Monday, August 22, 2011 at 11:20 a.m.
Music vet and New Times scribe Lee Zimmerman offers his insights, opinions and observations about the local scene. This week: Fueling some feedback...
It goes without saying that one of the hazards of being a writer is having to open yourself up to feedback, either positive or negative, and in fact, usually more of the latter. There are
those who may take issue with my opinions, and that too is only natural.
Admittedly, I was a bit thin-skinned when I was ripped for my alleged
harassment of the Rolling Stones during an unexpected encounter in the
Virgin Islands, and I was
pummeled when I expressed bemusement at Tori Amos' apparent emotional
breakdown at a Miami Beach concert several years back. It's always good
when someone reminds you of your insensitivity. Not. The fact is, I welcome reader comments for
better or for worse, simply because it tells me people are reading.
must say, though, that last week I received perhaps the greatest
recognition ever accorded for one of my ramblings. The blog site
belonging to NPR (National Public Radio) contained a commentary written
by Marc Hirsh, a music writer for the Boston Globe who opted to refute several points in my birthday blog about Kate Bush.

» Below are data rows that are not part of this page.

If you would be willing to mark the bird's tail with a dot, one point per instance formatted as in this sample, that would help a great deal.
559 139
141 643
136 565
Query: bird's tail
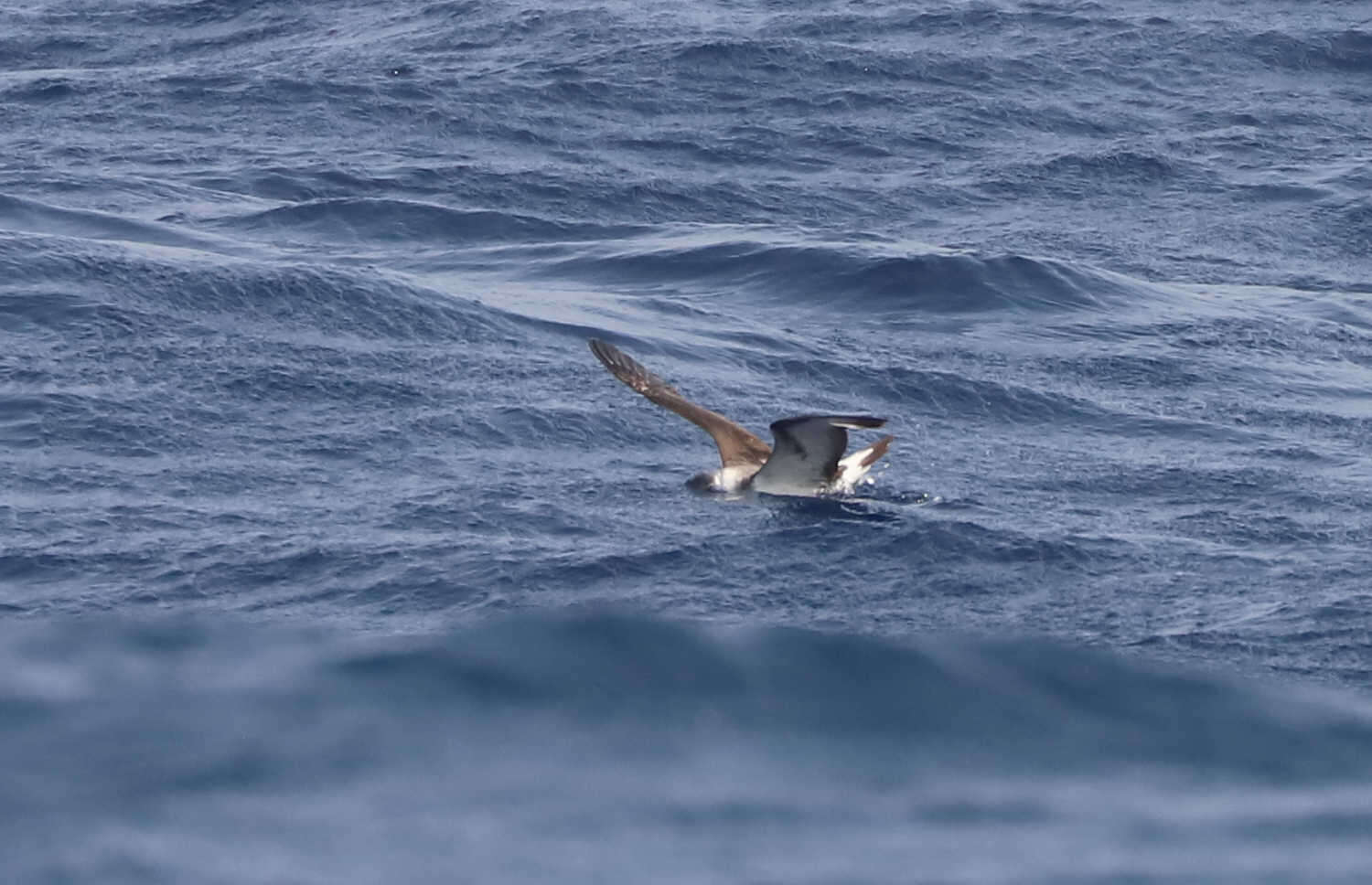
852 468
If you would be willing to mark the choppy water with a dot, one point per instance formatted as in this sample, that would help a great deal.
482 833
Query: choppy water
328 553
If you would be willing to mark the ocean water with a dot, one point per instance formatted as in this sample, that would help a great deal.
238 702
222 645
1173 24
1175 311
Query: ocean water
329 553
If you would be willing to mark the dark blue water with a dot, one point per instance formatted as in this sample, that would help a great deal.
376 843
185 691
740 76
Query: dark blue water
328 553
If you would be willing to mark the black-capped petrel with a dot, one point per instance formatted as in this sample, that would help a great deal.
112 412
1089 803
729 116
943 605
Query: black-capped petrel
809 459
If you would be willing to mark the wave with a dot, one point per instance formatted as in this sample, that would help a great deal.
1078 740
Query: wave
390 219
921 279
1017 703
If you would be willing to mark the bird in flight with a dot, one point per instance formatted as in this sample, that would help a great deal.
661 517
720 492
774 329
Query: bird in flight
807 460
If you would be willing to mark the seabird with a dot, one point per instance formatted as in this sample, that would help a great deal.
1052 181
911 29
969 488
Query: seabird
809 459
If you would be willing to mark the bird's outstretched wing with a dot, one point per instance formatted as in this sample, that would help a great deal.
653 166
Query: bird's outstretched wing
737 446
809 451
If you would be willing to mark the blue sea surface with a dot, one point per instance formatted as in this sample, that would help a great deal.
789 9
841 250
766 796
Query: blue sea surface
329 553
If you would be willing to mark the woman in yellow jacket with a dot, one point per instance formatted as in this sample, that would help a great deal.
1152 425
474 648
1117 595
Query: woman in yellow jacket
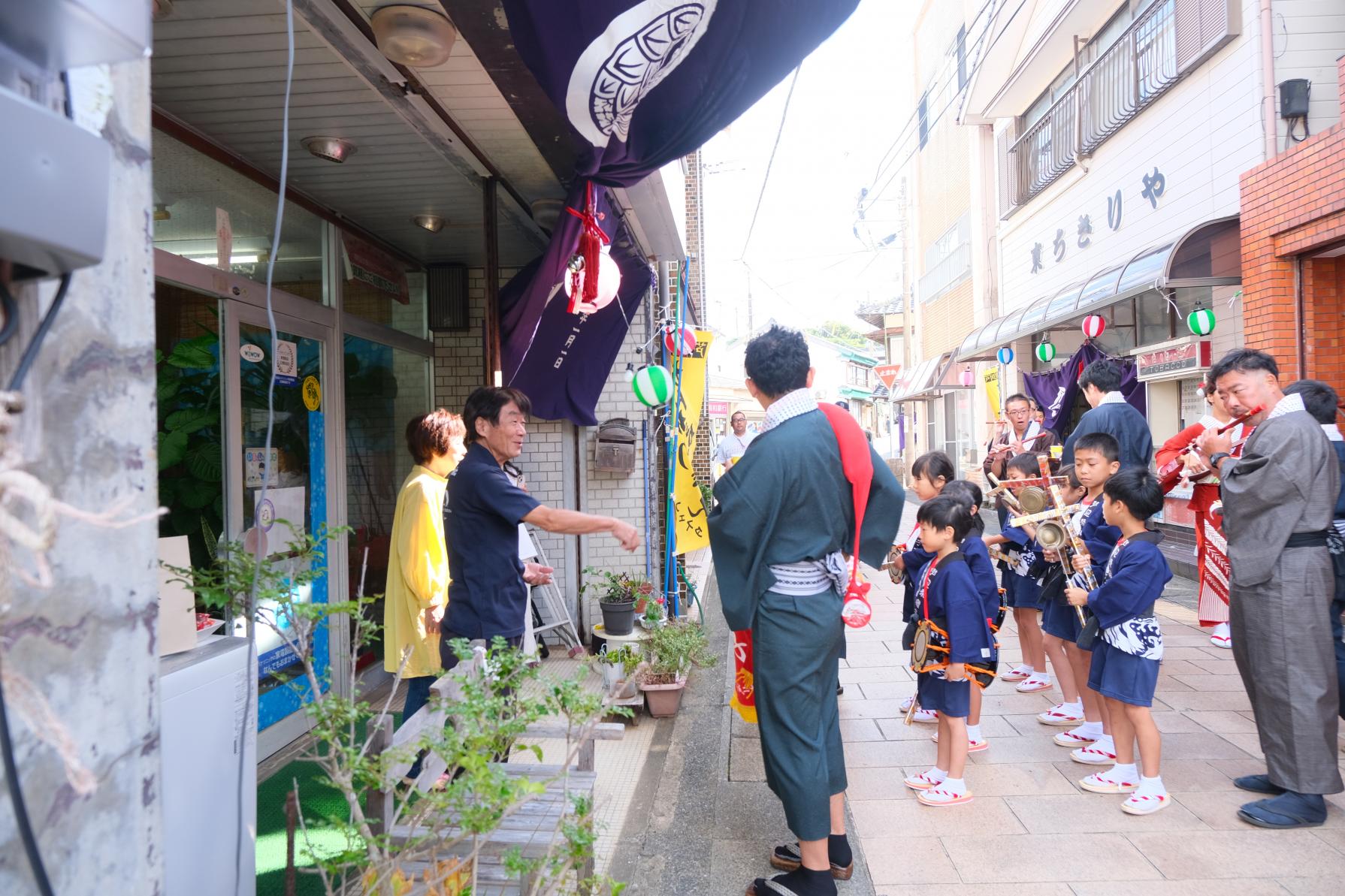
417 564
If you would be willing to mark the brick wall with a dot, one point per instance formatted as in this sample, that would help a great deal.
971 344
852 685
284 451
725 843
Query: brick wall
1292 209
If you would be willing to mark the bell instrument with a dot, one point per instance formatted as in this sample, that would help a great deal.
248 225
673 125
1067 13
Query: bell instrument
1171 472
1044 514
1075 541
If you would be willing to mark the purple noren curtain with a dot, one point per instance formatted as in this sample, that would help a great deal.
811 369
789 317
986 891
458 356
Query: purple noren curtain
1056 391
689 68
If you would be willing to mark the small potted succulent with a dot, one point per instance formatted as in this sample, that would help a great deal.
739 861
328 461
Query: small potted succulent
619 669
618 593
674 649
650 608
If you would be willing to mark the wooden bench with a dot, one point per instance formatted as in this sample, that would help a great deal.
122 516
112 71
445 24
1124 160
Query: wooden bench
533 826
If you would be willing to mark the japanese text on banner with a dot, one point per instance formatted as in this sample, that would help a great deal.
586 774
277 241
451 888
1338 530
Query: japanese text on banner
691 528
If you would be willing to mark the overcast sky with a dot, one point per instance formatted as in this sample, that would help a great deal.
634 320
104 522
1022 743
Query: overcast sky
849 105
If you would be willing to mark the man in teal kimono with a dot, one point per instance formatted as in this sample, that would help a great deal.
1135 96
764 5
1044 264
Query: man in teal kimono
779 535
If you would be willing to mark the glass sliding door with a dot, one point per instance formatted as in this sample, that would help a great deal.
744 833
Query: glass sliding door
295 472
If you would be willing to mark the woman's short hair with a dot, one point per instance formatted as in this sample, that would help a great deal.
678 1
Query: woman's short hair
429 435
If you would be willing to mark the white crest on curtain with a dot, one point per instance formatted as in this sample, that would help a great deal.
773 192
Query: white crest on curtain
639 49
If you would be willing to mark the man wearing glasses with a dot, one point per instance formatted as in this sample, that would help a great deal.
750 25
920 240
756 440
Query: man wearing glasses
730 448
1023 435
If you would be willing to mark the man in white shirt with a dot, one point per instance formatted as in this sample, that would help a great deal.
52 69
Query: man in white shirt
733 445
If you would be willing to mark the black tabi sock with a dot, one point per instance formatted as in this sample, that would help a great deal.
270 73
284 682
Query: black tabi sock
806 882
839 850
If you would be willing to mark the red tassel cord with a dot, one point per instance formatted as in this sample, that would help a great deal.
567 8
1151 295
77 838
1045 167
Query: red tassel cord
582 268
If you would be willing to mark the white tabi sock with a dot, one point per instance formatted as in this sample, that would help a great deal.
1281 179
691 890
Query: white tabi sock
1150 786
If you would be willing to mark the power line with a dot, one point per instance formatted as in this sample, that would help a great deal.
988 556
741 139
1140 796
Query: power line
873 195
771 161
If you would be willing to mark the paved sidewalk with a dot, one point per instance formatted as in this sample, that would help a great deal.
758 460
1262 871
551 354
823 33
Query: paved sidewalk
1031 828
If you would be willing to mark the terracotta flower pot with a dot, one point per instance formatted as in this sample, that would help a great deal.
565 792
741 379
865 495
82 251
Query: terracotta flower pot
663 700
619 619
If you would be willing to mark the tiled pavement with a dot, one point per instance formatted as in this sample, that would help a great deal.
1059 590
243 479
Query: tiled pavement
1031 828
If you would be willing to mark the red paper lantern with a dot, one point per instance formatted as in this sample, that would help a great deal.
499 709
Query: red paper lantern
679 342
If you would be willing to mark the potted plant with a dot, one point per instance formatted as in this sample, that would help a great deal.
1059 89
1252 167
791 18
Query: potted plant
674 649
619 671
616 598
651 610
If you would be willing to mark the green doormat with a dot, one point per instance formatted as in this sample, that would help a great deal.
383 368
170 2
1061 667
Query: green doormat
319 802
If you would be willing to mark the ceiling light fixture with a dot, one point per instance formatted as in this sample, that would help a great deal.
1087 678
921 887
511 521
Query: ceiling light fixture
413 35
429 222
330 148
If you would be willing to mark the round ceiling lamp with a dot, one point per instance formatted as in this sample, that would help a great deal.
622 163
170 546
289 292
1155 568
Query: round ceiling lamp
413 35
330 148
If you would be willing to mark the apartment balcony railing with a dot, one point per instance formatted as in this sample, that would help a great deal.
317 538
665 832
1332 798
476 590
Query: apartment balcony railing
946 273
1166 42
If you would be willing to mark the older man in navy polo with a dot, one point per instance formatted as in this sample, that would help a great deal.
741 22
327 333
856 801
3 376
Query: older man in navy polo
487 595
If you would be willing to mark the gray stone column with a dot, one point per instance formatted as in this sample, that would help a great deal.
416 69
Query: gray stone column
88 642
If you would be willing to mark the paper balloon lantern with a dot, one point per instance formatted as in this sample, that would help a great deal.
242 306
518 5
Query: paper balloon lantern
653 385
1095 326
679 342
608 283
1201 322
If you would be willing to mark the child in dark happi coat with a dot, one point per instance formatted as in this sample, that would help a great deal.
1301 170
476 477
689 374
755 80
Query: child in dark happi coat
1021 590
1098 462
987 588
1126 657
948 596
929 474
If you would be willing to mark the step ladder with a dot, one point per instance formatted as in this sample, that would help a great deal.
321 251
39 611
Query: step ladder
551 602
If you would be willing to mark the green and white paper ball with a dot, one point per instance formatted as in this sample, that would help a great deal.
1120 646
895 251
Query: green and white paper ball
1201 322
653 385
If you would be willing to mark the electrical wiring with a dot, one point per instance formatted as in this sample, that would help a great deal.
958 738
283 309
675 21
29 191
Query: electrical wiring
271 424
11 767
872 197
771 161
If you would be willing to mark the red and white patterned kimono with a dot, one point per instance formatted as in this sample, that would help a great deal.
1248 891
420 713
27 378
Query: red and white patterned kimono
1210 545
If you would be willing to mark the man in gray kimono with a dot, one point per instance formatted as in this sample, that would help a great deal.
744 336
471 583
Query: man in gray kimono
783 522
1278 503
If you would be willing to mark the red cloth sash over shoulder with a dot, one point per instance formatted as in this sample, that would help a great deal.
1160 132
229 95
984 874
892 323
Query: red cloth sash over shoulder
857 464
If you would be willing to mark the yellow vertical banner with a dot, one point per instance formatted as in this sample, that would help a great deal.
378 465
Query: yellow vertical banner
689 505
990 377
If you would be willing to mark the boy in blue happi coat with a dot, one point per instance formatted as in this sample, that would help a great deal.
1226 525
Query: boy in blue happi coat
948 596
1126 657
1021 590
929 474
987 588
1096 460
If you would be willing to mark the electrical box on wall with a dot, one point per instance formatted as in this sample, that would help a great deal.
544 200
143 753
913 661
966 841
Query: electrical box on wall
615 450
54 192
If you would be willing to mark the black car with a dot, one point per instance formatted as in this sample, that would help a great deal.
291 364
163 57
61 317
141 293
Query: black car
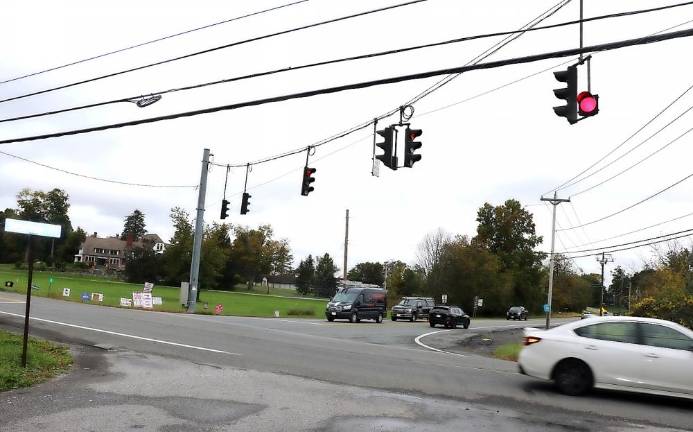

My intent was to show that Ms. Bush has never attained the recognition she deserved in this country and I listed five reasons why I came to that conclusion: She's too British, she's too weird, she's too literary, the aforementioned Ms. Amos has usurped her style and she's way too reclusive. Mr. Hirsh effectively challenges each of my arguments, but with close examination it's clear he's not debunking my theories entirely. As he puts it, it's in "that spirit of the kind of kindred fandom that can only be shared by two people who both love the same thing from the very core of their being and can (and will) furiously gabble on about it to one another all night long unless someone else shuts them up, I am going to rip his arguments to shreds." Yes, Marc, I feel the love.
He seizes on certain nuances but fails to look at the argument as a whole. It was the combined result of these various circumstances that drove me to reach my conclusion -- not any one of them alone. Ultimately he agrees with my conclusion -- that Ms. Bush has been all but ignored in America, though he seeks to offer other reasons why. "So now that I've lovingly (!) shut down all of Zimmerman's arguments, how to explain Bush's relative lack of success in this country?" he queries. "Well, she certainly didn't fit any of the molds of what women were doing in pop music in the 1980s; only Madonna (who, for whatever it's worth, is a mere 17 days younger than Bush) was as chameleonic, but she was both more overtly sexual and more cannily club-oriented in a particularly dance-crazy decade. And Peter Gabriel notwithstanding, art rock wasn't exactly a ticket to mass success."
I gotta admit, the guy makes good points, and he does so without any personal putdowns, which is always appreciated. But still, there's one point he misses... my article was mostly tongue in cheek! A stab at sarcasm. And they were theoretical arguments anyway, which are open to varied interpretations. Ultimately, I think Mark and I are kind of saying the same thing, albeit with parallel points of view.
In any case, I love it that I'm on the NPR website and I think it's great that you saw enough reasoning in my remarks to pick up on the debate. Affirmation comes in many different forms and as the old axiom goes, there's no such thing as bad press as long as they spell your name right. And indeed, you spelled it correctly. I owe you a tall one.
And by the way, if anyone feels like they have to take issue with the opinions expressed in this
column, that's cool too. Just tone down your temper.